Solution — it is necessary to reduce each element to the median of the array. That is, if the median is $$$x$$$, then the answer is $$$\sum_{i=1}^n |a_i-x|$$$.

Proof:

Let's assume that the array $$$a$$$ is sorted. Let's fix some $$$k$$$ and prove that if we reduce the elements of the array to $$$x+k$$$, then the answer will be greater than or equal to the correct one. By assumption, the correct answer is $$$\sum_{i=1}^n |a_i-x|$$$.
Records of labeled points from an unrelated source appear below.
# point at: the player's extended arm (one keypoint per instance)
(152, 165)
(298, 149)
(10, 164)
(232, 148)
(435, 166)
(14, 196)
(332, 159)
Since $$$x$$$ is the median, we can rewrite it as $$$$$$\sum_{i=1}^{\lfloor\frac{n}{2}\rfloor}x-a_i+\sum_{i=\lfloor\frac{n}{2}\rfloor+1}^{n}a_i-x$$$$$$Now let's write the answer for $$$x+k$$$. $$$$$$\sum_{i=1}^n |a_i-x-k|=\sum_{i=1}^y x+k-a_i+\sum_{i=y+1}^n a_i-x-k$$$$$$ where $$$y$$$ is the index of the last element that is less than or equal to $$$x+k$$$. If $$$k>0$$$, then $$$y\ge\frac{n}{2}$$$ and subtracting 2 from the answers, we get $$$$$$\sum_{i=1}^{\lfloor\frac{n}{2}\rfloor}x-a_i+\sum_{i=\lfloor\frac{n}{2}\rfloor+1}^{n}a_i-x-\sum_{i=1}^y x+k-a_i-\sum_{i=y+1}^n a_i-x-k=$$$$$$ $$$$$$\sum_{i=1}^{\lfloor\frac{n}{2}\rfloor}x-a_i-x-k+a_i+\sum_{i=\lfloor\frac{n}{2}\rfloor+1}^y a_i-x-x-k-a_i+\sum_{i=y+1}^{n}a_i-x-a_i+x+k=$$$$$$ $$$$$$\sum_{i=1}^{\lfloor\frac{n}{2}\rfloor}-k+\sum_{i=\lfloor\frac{n}{2}\rfloor+1}^y -2\cdot x-k+\sum_{i=y+1}^{n}k=$$$$$$ $$$$$$-k\cdot\lfloor\frac{n}{2}\rfloor-2\cdot x\cdot (y-\lfloor\frac{n}{2}\rfloor)-k\cdot (y-\lfloor\frac{n}{2}\rfloor)+k\cdot(n-y)=-2\cdot x\cdot y+2\cdot x\cdot \lfloor\frac{n}{2}\rfloor-2\cdot k\cdot y+k\cdot n$$$$$$ We know that $$$y\ge \frac{n}{2}$$$, so $$$-2\cdot x\cdot y+2\cdot x\cdot \lfloor\frac{n}{2}\rfloor\le0$$$ and $$$-2\cdot k\cdot y+k\cdot n\le 0$$$, so the answer in this case is greater than or equal to. For the case when $$$k<0$$$, the solution is symmetric.